We know that changing to a new interface can seem daunting, so weve done everything possible to make the transition easy. We have created help pages specifically for users who have recently switched to the newest version of Yahoo! Mail, highlighting differences that you may notice: »help.yahoo.com/l/us/yahoo/mail/y···grating/.

We hope youll give this new version a try. Its our fastest version of Yahoo! Mail yet, with improved protection against spam and advanced features like in-line photos and videos."

Here's the link: »help.yahoo.com/l/us/yahoo/mail/y···tch.html

Apparently they did have this option and removed it - too many opting out.

Jim
--
J-Mac



Lagz
Premium
join:2000-09-03
The Rock

1 recommendation

That option might have been removed, but for those of us still using the classic version we aren't being forced to upgrade. I use Yahoo mail and have done so for a very long time. If they ever force me to "upgrade" I will have to rethink using them for email. I guess ad revenue wasn't enough so now they are doing this. It's sad and pathetic what free email has become now, but I guess they have to make money somehow in order to offer this service for free.
--
An expert is a man who tells you a simple thing in a confused way in such a fashion as to make you think the confusion is your own fault.



Dude111
An Awesome Dude
Premium
join:2003-08-04
USA
kudos:12
reply to chachazz

 

I think the bottom line is THIS IS MORE THAN JUST AD REVENUE!!

This is secretly spying on people's email!! (Although they wont come out and say this)

Would using the mobile version be subject to this spying crap??

»m.yahoo.com/mail

I have 2 accounts and luckily both are on the older one....


OZO
Premium
join:2003-01-17
kudos:2
reply to red2

Re: the new Yahoo! reads! your! emails!

said by red2 :

This is no longer that you should just "consider what you say in an email because it isn't private", this is a company telling you upfront, we're going to use the contents of your emails for our marketing purposes.
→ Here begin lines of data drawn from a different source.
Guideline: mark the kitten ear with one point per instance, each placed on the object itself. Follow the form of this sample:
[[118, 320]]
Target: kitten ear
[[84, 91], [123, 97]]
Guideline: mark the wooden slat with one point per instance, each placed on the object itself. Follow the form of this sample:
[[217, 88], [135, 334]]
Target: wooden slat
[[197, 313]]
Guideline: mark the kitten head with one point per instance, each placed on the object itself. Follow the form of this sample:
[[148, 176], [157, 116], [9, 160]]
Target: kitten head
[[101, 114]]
In the first case, the issue is that someone "might" read it. In the second case, it is that someone IS going to read, IS going to scan it for posterity, and is probably going to sell it.

That's a very good point.

It's one thing to admit that they don't protect your communications from eyedroppers. And there is completely another thing, that they tell now - we start perlustrate and sell the collected data from your communications to anyone, who wants to pay for it
--
Keep it simple, it'll become complex by itself...

ElJay

join:2004-03-17
Reviews:
·Time Warner Cable
reply to chachazz

I'm OK with Yahoo parsing my emails to serve up more relevant ads. I don't think they're talking about bundling up the text of every email and shipping it off to their advertising partners. If they want to show me ads for rental cars based on the fact that I've got a confirmation email for a flight, I don't see a big problem in that. They're already tracking my browsing history, and sometimes it leads to some incredibly well-targeted ads. I prefer seeing targeted, useful ads.
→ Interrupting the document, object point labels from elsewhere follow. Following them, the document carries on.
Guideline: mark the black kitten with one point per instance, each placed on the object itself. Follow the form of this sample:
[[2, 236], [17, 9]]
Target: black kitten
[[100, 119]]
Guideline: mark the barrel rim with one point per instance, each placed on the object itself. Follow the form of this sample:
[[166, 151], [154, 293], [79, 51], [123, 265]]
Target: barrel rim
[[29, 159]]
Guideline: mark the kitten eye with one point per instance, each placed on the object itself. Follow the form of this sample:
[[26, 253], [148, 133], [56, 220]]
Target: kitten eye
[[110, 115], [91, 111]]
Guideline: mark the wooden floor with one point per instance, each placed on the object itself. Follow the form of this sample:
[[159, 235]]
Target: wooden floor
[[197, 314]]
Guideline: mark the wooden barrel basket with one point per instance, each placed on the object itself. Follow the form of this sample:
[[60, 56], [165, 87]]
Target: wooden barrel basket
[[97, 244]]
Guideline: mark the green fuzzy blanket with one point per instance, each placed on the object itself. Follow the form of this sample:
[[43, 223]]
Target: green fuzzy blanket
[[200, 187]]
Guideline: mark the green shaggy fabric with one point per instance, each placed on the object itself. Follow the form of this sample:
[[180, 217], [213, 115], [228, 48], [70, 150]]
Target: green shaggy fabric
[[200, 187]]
I do hope the latest "new Yahoo mail" is better than the previous version. I switched over to it briefly a few years ago and it was total garbage. I am not going to switch until forced to do so, and if it's still too ridiculous, I'll finally migrate over to Gmail.
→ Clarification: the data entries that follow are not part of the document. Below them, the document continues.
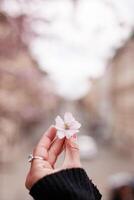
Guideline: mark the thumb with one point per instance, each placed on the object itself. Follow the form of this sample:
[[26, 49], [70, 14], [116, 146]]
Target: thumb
[[72, 156]]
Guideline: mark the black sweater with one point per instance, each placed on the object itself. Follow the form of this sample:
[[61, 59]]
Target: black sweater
[[68, 184]]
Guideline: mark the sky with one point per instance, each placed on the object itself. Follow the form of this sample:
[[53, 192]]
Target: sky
[[78, 40]]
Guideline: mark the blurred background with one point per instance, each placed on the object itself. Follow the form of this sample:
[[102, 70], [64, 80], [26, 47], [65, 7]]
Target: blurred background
[[68, 55]]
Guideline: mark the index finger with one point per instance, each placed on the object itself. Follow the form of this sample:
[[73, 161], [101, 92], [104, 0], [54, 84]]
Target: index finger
[[45, 142]]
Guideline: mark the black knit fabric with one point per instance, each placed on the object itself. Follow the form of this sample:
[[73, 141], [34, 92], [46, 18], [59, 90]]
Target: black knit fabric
[[68, 184]]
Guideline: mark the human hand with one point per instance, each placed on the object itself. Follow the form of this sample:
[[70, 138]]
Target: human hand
[[49, 148]]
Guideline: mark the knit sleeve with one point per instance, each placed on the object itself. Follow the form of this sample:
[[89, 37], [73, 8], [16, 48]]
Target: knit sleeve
[[68, 184]]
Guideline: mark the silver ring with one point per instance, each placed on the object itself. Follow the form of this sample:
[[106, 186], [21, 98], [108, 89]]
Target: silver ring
[[31, 158]]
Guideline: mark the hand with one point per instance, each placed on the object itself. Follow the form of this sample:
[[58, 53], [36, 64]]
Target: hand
[[50, 147]]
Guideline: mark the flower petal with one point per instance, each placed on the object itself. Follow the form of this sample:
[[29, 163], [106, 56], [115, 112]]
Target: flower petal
[[68, 118], [59, 122], [75, 125], [69, 133], [60, 134]]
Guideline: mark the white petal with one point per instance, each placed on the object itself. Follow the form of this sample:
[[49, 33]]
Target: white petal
[[60, 134], [59, 122], [69, 133], [75, 125], [68, 118]]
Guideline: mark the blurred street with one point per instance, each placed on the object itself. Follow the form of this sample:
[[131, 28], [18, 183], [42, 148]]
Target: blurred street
[[68, 56]]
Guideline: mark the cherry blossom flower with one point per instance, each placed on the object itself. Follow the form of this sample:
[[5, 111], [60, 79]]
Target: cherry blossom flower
[[66, 127]]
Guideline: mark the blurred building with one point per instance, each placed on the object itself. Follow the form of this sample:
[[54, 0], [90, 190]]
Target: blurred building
[[26, 93], [111, 99]]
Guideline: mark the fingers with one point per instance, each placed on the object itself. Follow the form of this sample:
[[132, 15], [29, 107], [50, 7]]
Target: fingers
[[55, 149], [44, 143], [72, 157]]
Expand your moderator at work


JMac001
Premium
join:2006-05-20
Ridley Park, PA
reply to Lagz

Re: the new Yahoo! reads! your! emails!

said by Lagz:

That option might have been removed, but for those of us still using the classic version we aren't being forced to upgrade. I use Yahoo mail and have done so for a very long time. If they ever force me to "upgrade" I will have to rethink using them for email. I guess ad revenue wasn't enough so now they are doing this. It's sad and pathetic what free email has become now, but I guess they have to make money somehow in order to offer this service for free.

rawhide,

WHen I opened my Yahoo Mail page today it was already showing the new version, with the usual "We welcome you to the new Yahoo..." stuff. I tried to go back after reading that earlier post here but couldn't find out how. Then I looked at the Help pages and saw that note I posted. IOW they had already "pushed" me to the new version before I got there today. Creeps.